Every scenario-based detective game faces the same core criticism: once you’ve solved a case, you know who did it. Individual scenarios are effectively single-use experiences. You can replay them months later when details have faded, but the core reveal loses its impact. This is a structural limitation of the genre rather than a design flaw specific to Chronicles of Crime, but it’s still the most common concern raised in community discussion.

Five full scenarios plus a tutorial come in the base box, which represents a solid amount of content for the initial purchase. Additional scenarios are available through the app for a small fee, and standalone sequel boxes expand the system into different historical periods. Players willing to buy into the broader ecosystem will find plenty of cases to solve. But for those who want a single box to provide months of replay value, the finite nature of the content is a legitimate drawback.

App dependency is the other recurring concern. Chronicles of Crime requires a working smartphone or tablet with the companion app installed. If the app is ever discontinued, the game becomes unplayable. This isn’t an immediate concern given Lucky Duck’s continued support of the platform, but it’s a philosophical issue for players who prefer their board games to be self-contained physical objects.
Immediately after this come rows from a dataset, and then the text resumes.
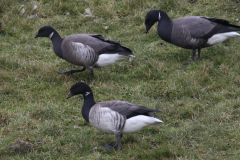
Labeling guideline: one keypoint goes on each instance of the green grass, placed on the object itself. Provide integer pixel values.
(200, 103)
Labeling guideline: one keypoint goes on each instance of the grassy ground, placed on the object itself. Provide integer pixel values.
(200, 103)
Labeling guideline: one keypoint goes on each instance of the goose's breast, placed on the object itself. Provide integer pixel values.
(106, 119)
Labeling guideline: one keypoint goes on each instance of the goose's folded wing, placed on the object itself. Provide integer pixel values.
(198, 27)
(127, 109)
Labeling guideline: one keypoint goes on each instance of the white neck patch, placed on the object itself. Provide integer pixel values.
(87, 93)
(159, 16)
(50, 36)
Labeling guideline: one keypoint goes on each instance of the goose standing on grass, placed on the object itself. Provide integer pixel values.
(115, 116)
(194, 32)
(87, 50)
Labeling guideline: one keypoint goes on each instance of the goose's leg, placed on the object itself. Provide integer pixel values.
(199, 51)
(91, 71)
(194, 54)
(72, 71)
(117, 144)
The game simply cannot function without the digital component, and that reality bothers some buyers on principle.

Scenario quality varies, though the overall standard is high. Community discussion tends to identify one or two weaker cases in the base box where the clue logic feels less satisfying or the resolution requires an intuitive leap that not all groups will make. The tutorial scenario is intentionally simple and serves its purpose, but it doesn’t represent the full depth of what later cases offer. Players should push past it quickly to reach the meatier investigations.
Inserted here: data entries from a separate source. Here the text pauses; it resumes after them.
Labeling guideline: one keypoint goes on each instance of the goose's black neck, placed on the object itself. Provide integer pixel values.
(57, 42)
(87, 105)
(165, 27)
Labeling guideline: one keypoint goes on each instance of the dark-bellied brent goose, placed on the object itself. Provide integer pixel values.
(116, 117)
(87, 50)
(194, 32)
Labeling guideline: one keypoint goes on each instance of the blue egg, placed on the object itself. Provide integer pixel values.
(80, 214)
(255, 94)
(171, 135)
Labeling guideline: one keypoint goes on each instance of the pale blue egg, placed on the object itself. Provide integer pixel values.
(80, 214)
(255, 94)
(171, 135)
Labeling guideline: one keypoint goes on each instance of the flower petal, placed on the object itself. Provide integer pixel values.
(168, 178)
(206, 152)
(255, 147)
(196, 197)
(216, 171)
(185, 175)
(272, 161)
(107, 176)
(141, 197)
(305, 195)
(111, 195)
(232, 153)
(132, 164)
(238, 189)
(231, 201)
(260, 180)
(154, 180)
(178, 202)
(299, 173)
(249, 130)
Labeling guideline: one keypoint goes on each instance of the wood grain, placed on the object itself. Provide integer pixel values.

What Sets It Apart From Other Detective Games

Chronicles of Crime often gets compared to other tabletop detective experiences, and the comparison tends to favor it for accessibility and pacing. The app handles all the bookkeeping that can bog down text-heavy detective games, delivering clue text cleanly and tracking which locations and characters are available at any given point. This means less time flipping through manuals or cross-referencing paragraph numbers and more time actually investigating.

Learning the game is easy enough that non-gamers can jump in with minimal explanation. Scanning QR codes is intuitive for anyone with a smartphone, and the game’s structure of “go somewhere, talk to someone, look at something” maps onto how most people already think about detective work. This accessibility has made it a popular choice for couples and small groups who enjoy mystery fiction but don’t consider themselves board gamers.

Should You Play Chronicles of Crime?

If you enjoy cooperative puzzle-solving, detective fiction, or mystery games and don’t mind the involvement of a companion app, Chronicles of Crime is one of the best options in the genre. It works well at all player counts, with solo play and two-player games being particularly strong. The time pressure and open information design create natural discussion, and the Scan & Play system demonstrates that app integration in board games can enhance rather than replace the tabletop experience.

Skip it if app dependency is a dealbreaker for you, or if you need a game that offers unlimited replayability from a single box. Players who strongly prefer purely analog board gaming experiences will find the constant phone scanning at odds with what they want from the hobby. And if you’ve already played through several scenario-based detective games and feel burned out on the format, Chronicles of Crime is unlikely to change your mind about the genre’s fundamental limitation.

The Verdict on Chronicles of Crime

Chronicles of Crime proves that app integration in board games can be done right. The Scan & Play system is elegant, the cases are well-constructed, and the cooperative experience it generates ranks among the best in detective gaming. Its weaknesses are inherent to the genre: finite scenarios and technological dependency. But the quality of each individual playthrough is high enough that most groups will feel they got their money’s worth long before they run out of cases to solve. Few games blend digital and physical components this smoothly.